By Doctor Charles Stewart

 

4
Workers are not to Sign A Contract

 

Testimony in General Conference Bulletin of 1893, pp. 162, 163:

"Before persons are admitted to our Missionary Training School, let there be a written agreement that after receiving their education they will give themselves to the work for a specified time. This is the only way our missions can be made what they should be."

In a testimony written in 1888 you (EGW) state:

"The Sanitarium at Battle Creek has been built up under a pressure of difficulties. There have had to be decisive measures taken, contracts signed by those who were engaged as helpers that they would remain a certain number of years. This has been a positive necessity. . . . Thus it has been necessary in the Sanitarium at Battle Creek to make contracts binding those who connect with it as helpers, so that after they have been educated and trained as nurses and as bath hands, they shall not leave because others present inducements to them "

Testimony to —, —, and —, St.

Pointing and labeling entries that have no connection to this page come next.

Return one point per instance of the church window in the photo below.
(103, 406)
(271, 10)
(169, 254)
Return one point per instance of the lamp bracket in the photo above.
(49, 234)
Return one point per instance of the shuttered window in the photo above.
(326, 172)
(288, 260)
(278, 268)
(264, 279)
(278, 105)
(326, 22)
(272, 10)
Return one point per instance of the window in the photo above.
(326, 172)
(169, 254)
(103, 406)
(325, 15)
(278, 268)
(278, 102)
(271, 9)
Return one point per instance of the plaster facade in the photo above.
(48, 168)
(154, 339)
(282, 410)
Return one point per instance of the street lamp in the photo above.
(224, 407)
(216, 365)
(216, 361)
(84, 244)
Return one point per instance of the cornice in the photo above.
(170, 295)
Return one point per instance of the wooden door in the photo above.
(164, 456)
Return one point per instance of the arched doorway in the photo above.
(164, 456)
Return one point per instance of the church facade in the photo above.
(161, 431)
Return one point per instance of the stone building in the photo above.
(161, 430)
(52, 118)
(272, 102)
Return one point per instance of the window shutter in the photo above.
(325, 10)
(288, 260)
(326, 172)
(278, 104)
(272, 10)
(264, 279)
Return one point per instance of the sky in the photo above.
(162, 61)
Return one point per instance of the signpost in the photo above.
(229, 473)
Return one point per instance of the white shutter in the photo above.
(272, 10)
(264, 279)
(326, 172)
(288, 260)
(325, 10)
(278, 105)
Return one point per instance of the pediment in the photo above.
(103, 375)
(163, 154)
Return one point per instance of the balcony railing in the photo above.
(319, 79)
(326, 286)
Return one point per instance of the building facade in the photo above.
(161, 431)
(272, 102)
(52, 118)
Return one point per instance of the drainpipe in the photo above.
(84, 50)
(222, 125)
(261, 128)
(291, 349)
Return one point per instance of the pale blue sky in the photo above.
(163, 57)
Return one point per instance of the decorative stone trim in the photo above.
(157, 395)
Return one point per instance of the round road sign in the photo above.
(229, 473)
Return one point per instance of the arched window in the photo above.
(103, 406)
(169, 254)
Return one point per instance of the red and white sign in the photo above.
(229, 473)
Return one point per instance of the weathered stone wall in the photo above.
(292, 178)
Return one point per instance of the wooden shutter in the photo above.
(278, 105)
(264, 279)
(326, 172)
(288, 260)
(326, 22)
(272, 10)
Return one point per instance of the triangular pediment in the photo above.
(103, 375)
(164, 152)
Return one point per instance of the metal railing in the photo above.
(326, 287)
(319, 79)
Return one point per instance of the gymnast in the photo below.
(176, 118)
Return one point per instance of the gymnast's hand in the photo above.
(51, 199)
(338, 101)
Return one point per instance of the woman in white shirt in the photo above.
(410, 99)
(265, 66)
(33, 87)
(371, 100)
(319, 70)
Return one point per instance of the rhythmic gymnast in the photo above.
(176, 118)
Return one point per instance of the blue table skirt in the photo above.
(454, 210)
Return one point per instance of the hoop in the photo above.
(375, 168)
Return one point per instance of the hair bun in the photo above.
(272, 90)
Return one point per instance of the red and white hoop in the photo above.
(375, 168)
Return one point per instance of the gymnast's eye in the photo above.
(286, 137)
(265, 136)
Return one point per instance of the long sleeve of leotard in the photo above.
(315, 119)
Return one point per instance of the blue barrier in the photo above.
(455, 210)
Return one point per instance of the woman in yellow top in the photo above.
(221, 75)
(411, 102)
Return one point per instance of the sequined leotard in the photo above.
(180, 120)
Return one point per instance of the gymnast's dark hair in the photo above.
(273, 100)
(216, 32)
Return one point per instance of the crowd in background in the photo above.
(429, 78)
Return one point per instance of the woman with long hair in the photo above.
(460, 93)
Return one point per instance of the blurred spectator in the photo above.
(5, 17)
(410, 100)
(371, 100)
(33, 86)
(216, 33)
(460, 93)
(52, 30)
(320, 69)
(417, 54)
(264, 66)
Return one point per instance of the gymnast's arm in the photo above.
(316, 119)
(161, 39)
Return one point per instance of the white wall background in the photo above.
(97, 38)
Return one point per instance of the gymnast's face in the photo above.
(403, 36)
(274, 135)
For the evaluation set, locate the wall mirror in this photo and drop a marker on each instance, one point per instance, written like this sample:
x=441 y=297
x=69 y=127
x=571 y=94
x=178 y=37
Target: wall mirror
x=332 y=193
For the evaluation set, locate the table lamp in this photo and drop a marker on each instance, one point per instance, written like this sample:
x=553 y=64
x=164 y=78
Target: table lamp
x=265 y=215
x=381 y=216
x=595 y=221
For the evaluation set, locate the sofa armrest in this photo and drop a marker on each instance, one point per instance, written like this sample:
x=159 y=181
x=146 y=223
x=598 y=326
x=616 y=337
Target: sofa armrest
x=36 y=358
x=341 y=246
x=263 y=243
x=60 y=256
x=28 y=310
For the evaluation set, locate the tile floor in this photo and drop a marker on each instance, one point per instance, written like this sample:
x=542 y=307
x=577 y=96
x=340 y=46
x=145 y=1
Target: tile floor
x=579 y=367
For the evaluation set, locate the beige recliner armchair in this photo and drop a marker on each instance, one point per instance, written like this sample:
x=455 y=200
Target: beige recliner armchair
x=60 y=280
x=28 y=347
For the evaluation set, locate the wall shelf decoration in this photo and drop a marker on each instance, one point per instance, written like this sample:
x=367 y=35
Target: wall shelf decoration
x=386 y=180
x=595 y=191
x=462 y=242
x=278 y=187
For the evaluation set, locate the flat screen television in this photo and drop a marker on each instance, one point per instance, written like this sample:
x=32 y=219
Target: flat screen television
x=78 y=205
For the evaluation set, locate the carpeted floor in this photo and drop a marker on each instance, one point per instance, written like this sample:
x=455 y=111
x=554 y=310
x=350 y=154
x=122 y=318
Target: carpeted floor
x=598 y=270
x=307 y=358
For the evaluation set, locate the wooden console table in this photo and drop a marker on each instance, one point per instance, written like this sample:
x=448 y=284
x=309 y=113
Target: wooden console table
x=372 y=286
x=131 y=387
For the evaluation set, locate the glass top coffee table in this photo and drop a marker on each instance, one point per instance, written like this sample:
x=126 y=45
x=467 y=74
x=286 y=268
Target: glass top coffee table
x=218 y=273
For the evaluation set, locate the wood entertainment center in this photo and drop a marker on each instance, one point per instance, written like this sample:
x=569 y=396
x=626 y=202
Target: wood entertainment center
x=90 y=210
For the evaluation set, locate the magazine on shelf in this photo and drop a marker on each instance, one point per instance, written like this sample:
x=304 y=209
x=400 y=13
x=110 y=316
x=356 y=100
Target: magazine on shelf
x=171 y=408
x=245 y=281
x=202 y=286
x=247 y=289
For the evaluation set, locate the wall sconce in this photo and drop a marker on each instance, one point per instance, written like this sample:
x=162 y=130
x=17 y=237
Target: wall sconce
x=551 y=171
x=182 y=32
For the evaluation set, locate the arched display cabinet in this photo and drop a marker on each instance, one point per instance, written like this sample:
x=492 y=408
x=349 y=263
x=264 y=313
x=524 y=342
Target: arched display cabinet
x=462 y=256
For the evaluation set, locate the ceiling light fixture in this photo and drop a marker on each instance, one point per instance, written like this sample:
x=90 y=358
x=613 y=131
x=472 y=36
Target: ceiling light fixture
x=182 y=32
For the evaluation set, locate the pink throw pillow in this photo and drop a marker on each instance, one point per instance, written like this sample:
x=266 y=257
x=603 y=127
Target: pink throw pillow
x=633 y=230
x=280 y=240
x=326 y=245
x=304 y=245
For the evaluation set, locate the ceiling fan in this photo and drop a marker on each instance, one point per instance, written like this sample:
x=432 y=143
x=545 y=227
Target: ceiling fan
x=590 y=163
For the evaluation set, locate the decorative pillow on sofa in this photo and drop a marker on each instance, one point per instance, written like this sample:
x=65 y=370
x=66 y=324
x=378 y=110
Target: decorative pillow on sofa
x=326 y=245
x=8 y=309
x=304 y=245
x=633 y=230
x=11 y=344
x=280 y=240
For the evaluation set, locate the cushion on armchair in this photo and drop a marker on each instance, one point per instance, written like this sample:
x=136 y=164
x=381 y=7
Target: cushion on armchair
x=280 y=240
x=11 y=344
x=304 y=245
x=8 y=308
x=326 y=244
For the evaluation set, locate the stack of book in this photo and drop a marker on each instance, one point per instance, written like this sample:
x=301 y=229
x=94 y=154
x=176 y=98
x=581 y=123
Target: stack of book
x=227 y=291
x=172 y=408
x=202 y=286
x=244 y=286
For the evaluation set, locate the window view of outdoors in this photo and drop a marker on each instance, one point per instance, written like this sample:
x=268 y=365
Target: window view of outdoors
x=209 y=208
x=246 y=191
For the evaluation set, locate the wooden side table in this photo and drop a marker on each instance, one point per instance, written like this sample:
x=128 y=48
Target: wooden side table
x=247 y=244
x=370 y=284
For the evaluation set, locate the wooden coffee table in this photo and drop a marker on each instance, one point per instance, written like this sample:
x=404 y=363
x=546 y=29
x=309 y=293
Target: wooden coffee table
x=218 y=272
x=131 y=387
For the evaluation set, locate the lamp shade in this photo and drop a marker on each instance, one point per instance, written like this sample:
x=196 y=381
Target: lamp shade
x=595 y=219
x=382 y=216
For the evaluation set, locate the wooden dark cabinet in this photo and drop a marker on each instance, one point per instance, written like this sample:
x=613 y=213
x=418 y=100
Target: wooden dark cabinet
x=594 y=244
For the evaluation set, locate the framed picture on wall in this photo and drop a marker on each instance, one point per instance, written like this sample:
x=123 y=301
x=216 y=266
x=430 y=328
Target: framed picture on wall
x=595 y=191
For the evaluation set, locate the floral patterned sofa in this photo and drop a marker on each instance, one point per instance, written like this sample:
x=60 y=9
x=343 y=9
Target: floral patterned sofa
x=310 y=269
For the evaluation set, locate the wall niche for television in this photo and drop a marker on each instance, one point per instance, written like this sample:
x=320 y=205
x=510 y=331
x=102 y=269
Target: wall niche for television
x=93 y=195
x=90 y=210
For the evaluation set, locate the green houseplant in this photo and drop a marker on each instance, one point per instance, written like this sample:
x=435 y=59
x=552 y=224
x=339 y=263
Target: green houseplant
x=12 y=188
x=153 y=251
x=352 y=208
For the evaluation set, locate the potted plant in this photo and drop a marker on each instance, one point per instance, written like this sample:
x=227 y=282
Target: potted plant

Helena, Cal., Aug. 3, 1903, p. 4:

"No man or woman is to bind himself or herself to serve for a certain number of years under the control of a medical association, ... I know that some have thought it is advisable for the workers in our sanitarium to sign certain contracts. But I know also that it is not in accordance with God's Plan for the workers to sign these contracts."

Testimony to —, Elmshaven, San., Cal., Aug. 4, 1903:

"Yesterday I sent you a letter containing the warning that has been given again and again. The workers in our institutions are not to sign contracts binding themselves to an institution for a certain number of years."

For a number of years the managers of the Sanitarium Medical Missionary Training School, believing that they were working in harmony with the principles set forth in the above testimony which was printed in the General Conference Bulletin of 1893, and in the above testimony of 1888, which was published in a pamphlet entitled "Selections from the Unpublished Writings of Mrs. E. G. White," required that before persons were admitted to this school they should sign an agreement to give themselves to the work for a specified time. Later the managers were severely criticized for doing what the testimony of 1903 above quoted advised.

Under the circumstances what was the duty of the managers of the Sanitarium Medical Missionary Training School? Which instruction should they follow—that given in 1888 and that published in the General Conference Bulletin in 1893, or that given to Elders—, —,— in 1903?